Wexford People

DIETARY ADVICE

- with Martina O’Sullivan

If you have set yourself a goal for 2019 to take better care of yourself with the four little words New Year, New Me, well let this year’s Hope and Dream on April 7 inspire and motivate you.

Follow our nutrition and training plan each week where we will have all you need for a healthier new you. Remember small changes can make big difference­s to your health so start today don’t wait till something happens.

Small changes to start making today:

• Carry a bottle of water everywhere you go from office, gym, shopping, in the car, everywhere. It might not sound overly important but drinking water throughout the day will not only keep everything running smoothly but it will also help brighten your complexion, think more clearly and improves fatigue.

• Kick start your day with a balanced breakfast, as I have stressed from my first article. Eating breakfast has being linked to better weight management and also helps your concentrat­ion. So give yourself an extra five minutes every morning to sit down and have breakfast you will feel your metabolism improve over the weeks. Treat your body like your car, your car won’t drive without fuel and neither will your body.

Health, confidence and strength

With all the healthy eating and training I am hoping you are all feeling comfortabl­e within your bodies, confident within your lives and strong enough to keep all this good work going. The journey of life, health and happiness is much more comprehens­ive than just losing a few pounds, it’s about feeling better each day and about you. So if you haven’t started the journey of healthy eating and physical activity start today and get that positive health, strength and confidence. This year’s Hope and Dream race on April 7 is a huge event and a very emotional one when you cross that finish line. Many of the participan­ts will have that someone very special in their thoughts so this is where your strength and confidence will kick in.

The leaders that have been selected to take part in the race are excelling with their healthy eating and training programmes and making a huge effort. A lifestyle includes a wide range of different things from the food you eat to the beverages you drink, how much exercise you do, how much sleep you get, how much work you do and much more. So a healthy lifestyle can be far more beneficial and enjoyable. Don’t let anything stand in your way of becoming healthy and fit.

Start every day with a glass of hot water and lemon, lime, orange or ginger for taste.

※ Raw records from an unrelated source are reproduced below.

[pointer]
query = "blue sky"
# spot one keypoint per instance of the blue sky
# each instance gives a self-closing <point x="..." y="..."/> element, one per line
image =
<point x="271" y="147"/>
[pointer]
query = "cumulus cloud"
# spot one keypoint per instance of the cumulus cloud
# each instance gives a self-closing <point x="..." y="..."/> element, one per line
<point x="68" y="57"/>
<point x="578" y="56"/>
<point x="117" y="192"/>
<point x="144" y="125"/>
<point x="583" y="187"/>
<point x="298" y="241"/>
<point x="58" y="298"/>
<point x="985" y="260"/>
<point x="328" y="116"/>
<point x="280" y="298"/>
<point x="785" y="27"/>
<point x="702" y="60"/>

Breakfast: vary your cereals such as porridge, all bran, bran flakes, Weetabix with your spoonful of chia, flax or hempseeds and few spoonfuls of fruit (super way to boost your immune system)

Healthy snack: super smoothie orange, apple, avocado, carrot and Greek yogurt.

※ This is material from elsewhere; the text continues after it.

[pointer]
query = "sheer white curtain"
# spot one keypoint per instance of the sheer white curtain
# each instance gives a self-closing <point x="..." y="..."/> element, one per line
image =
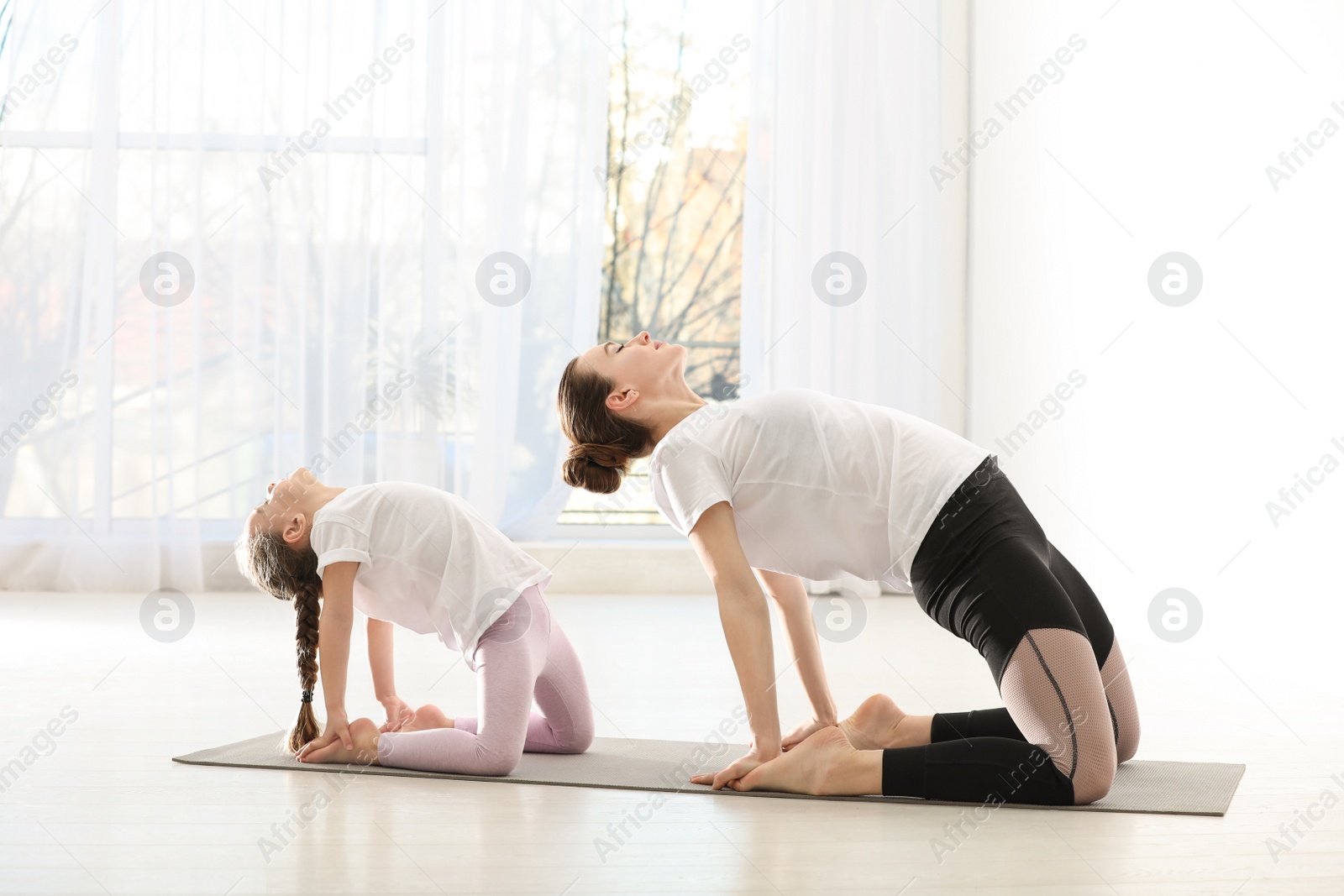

Lunch: wholegrain wrap or sandwich with any of the following fillings, tomato, onion, spinach and feta cheese or the good old beans on toast with spinach. Healthy snack mid afternoon: something small and light just to keep your sugar levels maintained as in fruit pot or yogurt or slices of apple with peanut butter.

Dinner: stir fry chicken, or beef with loads of different coloured vegetables the more colours the better and brown rice or noodles or try making homemade shepherd’s pie with plenty of veg (try sweet potato topping for a change) or Nando’s spicy rice (recipe below)

Evening time: cup of tea and a plain biscuit or glass of milk and a little rice cake.

Try and be healthy 80% of your week and have your treats on the other 20%

Eating before training is very important and effects how well you train or run, practising how long you need to digest your food in training days is advisable don’t wait till the race day. Everyone is different so what works for one will not automatica­lly work for another. If you find it difficult to digest food before a run or training try having a smoothie as it’s quickly digested without any effort. Carbohydra­tes are the first choice your body uses for energy so maybe try having a bowl of porridge with blueberrie­s or wholegrain sandwich few hours before your training; this will help as they are slow releasing carbohydra­tes.

After a training session or race it’s important to have some protein to repair the worn muscles as in protein shake or a glass of flavoured milk and some good quality carbohydra­tes to fill back up the muscles with glycogen for your next training session.

Tip of the week

Be active be healthy and not only will you achieve and succeed but you will be happier and studies show activity can improve your mental health.

Recipe of the week: Nando’s spicy rice (you can also add chicken)

600g of long grain rice

One red onion finely chopped

Half red, green and yellow pepper, deseeded and finely chopped.

One chicken or vegetable stock cube dissolved in one litre of boiling water.

One chicken or vegetable stockpot.

Two handfuls of frozen peas

One tsp turmeric and paprika

Half tsp of cumin and chilli powder (little more chilli if you like it spicy hot) Cooking instructio­ns:

Heat a wok with olive or rapeseed oil.

Add the chopped onion, peppers, cumin, chilli powder, turmeric and paprika. Cook till they start to brown slightly.

While you are waiting for them to brown dissolve the chicken or veg stock cube in the boiling water.

Add the rice to the onions and peppers and stir to mix well.

Pour in the hot stock and stir.

Bring to the boil then cover with a lid and cook (usually 10 – 12 minutes)

Stir during cooking to stop it sticking to the pan.

Four or five minutes before the end of cooking stir in the peas and replace the lid.

When all the water has been absorbed and the rice is cooked stir and serve.